Psychoanalytic Theory and History: Groups and Events

Bruce Mazlish, Ph.D. and John Demos

Psychoanalysis, as conceived by Freud, is both a therapy and a general psychology. In the latter guise, it has given rise to a subfield, psychohistory, wherein psychoanalysis is applied in a nontherapeutic setting to historical figures, themes, and events. From the point of view of history, however, psychohistory is merely one branch of general history. As such, it is defined most simply as the application of psychology, especially psychoanalysis, to historical materials.
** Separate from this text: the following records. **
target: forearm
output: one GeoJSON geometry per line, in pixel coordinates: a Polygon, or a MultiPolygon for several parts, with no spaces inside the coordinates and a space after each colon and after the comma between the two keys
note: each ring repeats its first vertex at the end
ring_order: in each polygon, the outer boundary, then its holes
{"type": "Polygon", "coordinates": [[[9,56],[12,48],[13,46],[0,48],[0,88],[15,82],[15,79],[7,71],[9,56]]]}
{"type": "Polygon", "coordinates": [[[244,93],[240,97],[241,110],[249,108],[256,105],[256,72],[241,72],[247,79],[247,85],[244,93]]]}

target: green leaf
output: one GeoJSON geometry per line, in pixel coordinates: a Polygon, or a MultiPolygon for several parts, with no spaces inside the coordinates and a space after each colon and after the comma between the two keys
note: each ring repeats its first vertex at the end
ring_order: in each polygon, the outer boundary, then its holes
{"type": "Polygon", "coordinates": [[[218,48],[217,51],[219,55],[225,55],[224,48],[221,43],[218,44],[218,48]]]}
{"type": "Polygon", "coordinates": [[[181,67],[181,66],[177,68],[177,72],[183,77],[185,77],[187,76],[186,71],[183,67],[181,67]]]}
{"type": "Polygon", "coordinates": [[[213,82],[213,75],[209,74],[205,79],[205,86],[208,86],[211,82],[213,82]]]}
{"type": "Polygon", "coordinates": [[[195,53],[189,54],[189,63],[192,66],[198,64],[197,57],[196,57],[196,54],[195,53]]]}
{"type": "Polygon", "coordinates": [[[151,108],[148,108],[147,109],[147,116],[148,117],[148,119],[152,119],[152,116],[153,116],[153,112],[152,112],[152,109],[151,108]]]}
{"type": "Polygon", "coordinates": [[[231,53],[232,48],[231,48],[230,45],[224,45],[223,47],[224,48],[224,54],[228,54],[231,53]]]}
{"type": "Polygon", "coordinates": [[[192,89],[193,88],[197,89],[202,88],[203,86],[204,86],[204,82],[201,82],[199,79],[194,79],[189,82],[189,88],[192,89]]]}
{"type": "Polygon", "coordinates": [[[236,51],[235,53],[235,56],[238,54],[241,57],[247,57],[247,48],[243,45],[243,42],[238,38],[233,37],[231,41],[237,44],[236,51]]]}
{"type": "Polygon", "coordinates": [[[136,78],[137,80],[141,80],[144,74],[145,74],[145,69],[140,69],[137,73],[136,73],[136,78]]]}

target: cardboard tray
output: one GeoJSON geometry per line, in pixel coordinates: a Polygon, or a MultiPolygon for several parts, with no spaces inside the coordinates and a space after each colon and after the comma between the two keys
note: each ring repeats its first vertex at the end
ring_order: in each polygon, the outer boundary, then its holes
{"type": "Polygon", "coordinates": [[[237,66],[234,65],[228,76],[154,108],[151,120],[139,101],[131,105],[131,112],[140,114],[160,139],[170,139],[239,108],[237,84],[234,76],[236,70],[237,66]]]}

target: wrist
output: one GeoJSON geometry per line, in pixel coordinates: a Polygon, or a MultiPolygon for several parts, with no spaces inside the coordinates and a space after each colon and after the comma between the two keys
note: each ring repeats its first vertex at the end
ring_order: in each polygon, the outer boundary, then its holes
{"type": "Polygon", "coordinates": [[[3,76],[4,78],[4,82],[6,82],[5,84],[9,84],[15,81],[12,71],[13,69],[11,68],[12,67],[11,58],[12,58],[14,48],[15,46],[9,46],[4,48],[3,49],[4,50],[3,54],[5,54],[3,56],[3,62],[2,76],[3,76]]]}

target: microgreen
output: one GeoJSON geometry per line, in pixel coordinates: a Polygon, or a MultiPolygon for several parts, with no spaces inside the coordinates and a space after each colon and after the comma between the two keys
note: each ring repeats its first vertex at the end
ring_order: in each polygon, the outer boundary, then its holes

The definition has a second part, though it is honored more in the ideal than in practice; psychohistory is also the re-examination of psychological concepts and theories in the light of the historical materials.

It is no surprise that Freud, that great conquistador and humanist, pioneered in an early form of psychohistory: his famous study of Leonardo. Here, Freud boldly moved out from the office and the clinic and into the historical world, interpreting the dream of a long-dead figure. Even the dead, so to speak, were made to talk, and although no “talk cure” was possible, self revelation was present and preserved in decipherable texts, and analysis at a distance, therefore, could be attempted.

Freud's work, with all its errors and limitations, was a model for most of what followed. His approach was expanded into what today we call life history.